Method | URL | Parameters | Description | Notes |
---|---|---|---|---|
POST | /ehr |
| Create a new EHR | |
GET | /ehr/{ehrId}/ehr_status | Retrieve EHR_STATUS | ||
PUT | /ehr/{ehrId}/ehr_status | Update EHR_STATUS | ||
GET | /ehr/{ehrId}/ehr_access | Retrieve EHR_ACCESS | ||
PUT | /ehr/{ehrId}/ehr_access | Update EHR_ACCESS |
Method | URL | Parameters | Description | Notes |
---|---|---|---|---|
GET | /ehr/{ehrId}/folder | List folders | R1 | |
GET | /ehr/{ehrId}/folder/{folderId} | List folder content (list of links/IDs of contained objects) | R1 | |
POST | /ehr/{ehrId}/folder | Create a folder for this EHR | ||
PUT | /ehr/{ehrId}/folder | Update a folder for this EHR |
Method | URL | Parameters | Description | Notes |
---|---|---|---|---|
POST | /composition /ehr/{ehrId}/composition | ehrId, committer | Create a new composition | |
GET | /composition/{compositionId} /ehr/{ehrId}/composition/{compositionId} | Retrieve a composition | R1 | |
PUT | /composition/{compositionId} /ehr/{ehrId}/composition/{compositionId} | committer | Update a composition | |
DELETE | /composition/{compositionId} /ehr/{ehrId}/composition/{compositionId} | committer | Delete a composition |
Composition format is the canonical openEHR JSON or XML format.
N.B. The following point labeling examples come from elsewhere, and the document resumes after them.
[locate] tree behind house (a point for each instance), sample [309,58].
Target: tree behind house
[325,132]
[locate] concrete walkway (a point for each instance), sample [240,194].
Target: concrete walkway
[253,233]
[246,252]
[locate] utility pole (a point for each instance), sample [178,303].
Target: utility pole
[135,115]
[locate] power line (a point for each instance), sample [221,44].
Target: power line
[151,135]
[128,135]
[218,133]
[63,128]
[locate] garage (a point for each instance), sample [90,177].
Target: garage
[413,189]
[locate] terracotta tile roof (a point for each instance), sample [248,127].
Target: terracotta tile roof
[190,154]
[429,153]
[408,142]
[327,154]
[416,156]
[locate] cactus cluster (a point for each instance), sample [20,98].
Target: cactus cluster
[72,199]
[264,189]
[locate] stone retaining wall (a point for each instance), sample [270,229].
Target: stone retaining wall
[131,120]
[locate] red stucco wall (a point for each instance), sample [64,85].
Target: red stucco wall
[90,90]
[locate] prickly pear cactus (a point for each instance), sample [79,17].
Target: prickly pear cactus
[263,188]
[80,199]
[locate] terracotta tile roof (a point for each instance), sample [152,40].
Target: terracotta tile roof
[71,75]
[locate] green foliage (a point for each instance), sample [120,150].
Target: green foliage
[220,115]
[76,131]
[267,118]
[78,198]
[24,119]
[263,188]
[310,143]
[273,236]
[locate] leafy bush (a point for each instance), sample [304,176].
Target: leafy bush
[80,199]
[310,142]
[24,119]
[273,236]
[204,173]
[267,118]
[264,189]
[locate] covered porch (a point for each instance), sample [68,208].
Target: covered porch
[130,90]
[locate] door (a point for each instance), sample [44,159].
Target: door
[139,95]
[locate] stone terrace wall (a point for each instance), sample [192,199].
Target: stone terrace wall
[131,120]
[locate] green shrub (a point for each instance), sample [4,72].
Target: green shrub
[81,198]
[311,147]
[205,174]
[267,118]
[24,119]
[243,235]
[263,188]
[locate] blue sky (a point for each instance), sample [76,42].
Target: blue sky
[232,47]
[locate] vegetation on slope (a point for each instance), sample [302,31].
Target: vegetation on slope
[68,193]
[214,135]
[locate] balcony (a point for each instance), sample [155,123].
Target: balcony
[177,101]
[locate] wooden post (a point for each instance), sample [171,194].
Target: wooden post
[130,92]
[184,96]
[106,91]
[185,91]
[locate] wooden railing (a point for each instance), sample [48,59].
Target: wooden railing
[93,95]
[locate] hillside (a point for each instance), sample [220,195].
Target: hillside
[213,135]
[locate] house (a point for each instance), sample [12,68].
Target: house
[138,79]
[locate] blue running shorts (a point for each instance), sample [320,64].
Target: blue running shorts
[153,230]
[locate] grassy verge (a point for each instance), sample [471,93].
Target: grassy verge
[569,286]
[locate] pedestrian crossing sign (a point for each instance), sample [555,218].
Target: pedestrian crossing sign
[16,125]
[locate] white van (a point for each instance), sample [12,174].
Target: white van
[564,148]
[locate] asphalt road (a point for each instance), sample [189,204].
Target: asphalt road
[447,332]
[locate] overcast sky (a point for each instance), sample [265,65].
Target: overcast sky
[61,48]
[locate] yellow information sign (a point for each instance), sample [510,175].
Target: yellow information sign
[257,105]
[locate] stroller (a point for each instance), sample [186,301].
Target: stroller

Sample JSON and XML are attached. JSON is using the attribute names based on the RM (snake-case, i.e.: composition.archetype_details.archetype_id) and it also adds the type information - this is the extra attribute "@class" which allows such JSON to be deserialised into proper objects of the target language.
Authentication, sessions should be up to the implementation.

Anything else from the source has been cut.